编者按:即将登陆中国的迪士尼电影《美女与野兽》早已吸引了众多目光。然而,BBC对它的评价好像并未顾及影迷们的心情。
Disney has recently been remaking its hits with the industrial efficiency of a car manufacturing plant, but most of these updates have had their own identity. Maleficent turned the villainess of Sleeping Beauty into its heroine, for instance. But the ‘new’ film of Beauty and the Beast is the first of these Disney remakes to take the opposite approach, and to copy its source material in every possible way.
The story is the same as it was in the much-loved 1991 cartoon, the characters are the same, even Belle’s costumes are the same: blue dress and white blouse at the start, yellow ball gown later on.
There are two obvious differences between the two versions, however. The first difference is that the current film is live-action, so there are lots of rococo sets and intricate digital creations to look at. The second difference between the two Beauty and the Beasts is that the new one is longer than the old one. The director, Bill Condon, has taken a fairy-tale romance which skipped along for 84 minutes and made it into a drama which trudges along for a tiresome 129.
But the film-makers’ other efforts to fill in the cartoon’s blanks are much less welcome. Beauty and the Beast follows the tedious example of the latest Batman and Bond blockbusters by explaining every last facet of its characters’ history and psychology - and, as in Batman, the deaths of parents are a major factor. The result is that there are several speeches, along with several new songs, which serve only to make the whole enterprise slower and gloomier.

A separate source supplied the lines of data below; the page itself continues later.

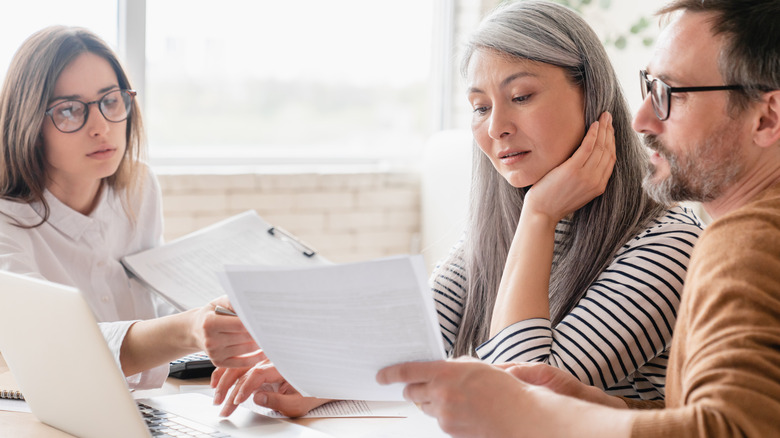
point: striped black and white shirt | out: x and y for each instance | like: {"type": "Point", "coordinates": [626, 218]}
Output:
{"type": "Point", "coordinates": [617, 337]}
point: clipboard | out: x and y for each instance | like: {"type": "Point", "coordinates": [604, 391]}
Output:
{"type": "Point", "coordinates": [184, 271]}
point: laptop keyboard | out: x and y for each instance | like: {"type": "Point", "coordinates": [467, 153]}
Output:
{"type": "Point", "coordinates": [166, 424]}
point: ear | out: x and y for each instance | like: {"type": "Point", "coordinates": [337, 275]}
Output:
{"type": "Point", "coordinates": [768, 130]}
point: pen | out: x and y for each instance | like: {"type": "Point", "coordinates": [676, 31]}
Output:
{"type": "Point", "coordinates": [219, 310]}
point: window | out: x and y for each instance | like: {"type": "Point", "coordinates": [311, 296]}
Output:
{"type": "Point", "coordinates": [308, 81]}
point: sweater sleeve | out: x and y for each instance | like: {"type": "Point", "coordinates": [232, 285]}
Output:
{"type": "Point", "coordinates": [448, 284]}
{"type": "Point", "coordinates": [624, 320]}
{"type": "Point", "coordinates": [724, 375]}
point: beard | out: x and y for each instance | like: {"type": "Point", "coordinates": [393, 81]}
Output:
{"type": "Point", "coordinates": [699, 174]}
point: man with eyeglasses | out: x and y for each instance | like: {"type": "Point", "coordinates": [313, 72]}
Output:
{"type": "Point", "coordinates": [711, 117]}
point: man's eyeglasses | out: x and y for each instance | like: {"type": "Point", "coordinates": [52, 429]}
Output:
{"type": "Point", "coordinates": [71, 115]}
{"type": "Point", "coordinates": [661, 93]}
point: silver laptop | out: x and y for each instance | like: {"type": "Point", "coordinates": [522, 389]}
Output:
{"type": "Point", "coordinates": [51, 342]}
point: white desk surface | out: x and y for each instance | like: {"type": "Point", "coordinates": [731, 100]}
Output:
{"type": "Point", "coordinates": [25, 425]}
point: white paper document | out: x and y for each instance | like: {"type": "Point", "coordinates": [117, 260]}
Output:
{"type": "Point", "coordinates": [184, 271]}
{"type": "Point", "coordinates": [345, 409]}
{"type": "Point", "coordinates": [329, 329]}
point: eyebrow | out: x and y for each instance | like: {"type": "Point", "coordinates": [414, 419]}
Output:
{"type": "Point", "coordinates": [663, 77]}
{"type": "Point", "coordinates": [76, 96]}
{"type": "Point", "coordinates": [509, 79]}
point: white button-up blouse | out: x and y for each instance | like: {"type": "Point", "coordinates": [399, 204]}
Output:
{"type": "Point", "coordinates": [84, 252]}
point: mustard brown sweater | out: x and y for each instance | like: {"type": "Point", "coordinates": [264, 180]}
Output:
{"type": "Point", "coordinates": [723, 377]}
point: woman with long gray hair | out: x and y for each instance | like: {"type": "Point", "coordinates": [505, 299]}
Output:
{"type": "Point", "coordinates": [565, 259]}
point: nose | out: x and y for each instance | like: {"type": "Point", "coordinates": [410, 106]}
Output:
{"type": "Point", "coordinates": [645, 120]}
{"type": "Point", "coordinates": [501, 123]}
{"type": "Point", "coordinates": [96, 122]}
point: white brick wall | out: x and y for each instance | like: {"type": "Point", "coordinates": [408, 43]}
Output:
{"type": "Point", "coordinates": [346, 217]}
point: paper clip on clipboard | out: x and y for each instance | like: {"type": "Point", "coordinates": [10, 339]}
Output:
{"type": "Point", "coordinates": [280, 233]}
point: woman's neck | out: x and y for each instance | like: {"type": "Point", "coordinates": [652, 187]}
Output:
{"type": "Point", "coordinates": [80, 197]}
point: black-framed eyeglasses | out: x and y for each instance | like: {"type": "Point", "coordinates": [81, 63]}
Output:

Its very fidelity to the cartoon is what will appeal to some viewers, however. Just as young fans of the Harry Potter novels judged the first films not on how well they worked in cinematic terms, but on how slavishly faithful they were to the books, young fans of Beauty and the Beast may be pleased to see so many of their favourite moments recreated – and with Hermione in them to boot.
But while the new film isn’t terrible, it’s difficult to see what the point of it is as long as the cartoon exists. Beauty and the Beast is simply a cover version of a chart-topping song, played with such anonymous competence that Condon’s motto must have been, “It ain’t broke, don’t fix it.” Another motto might have been better: “If it ain’t broke, don’t remake it.”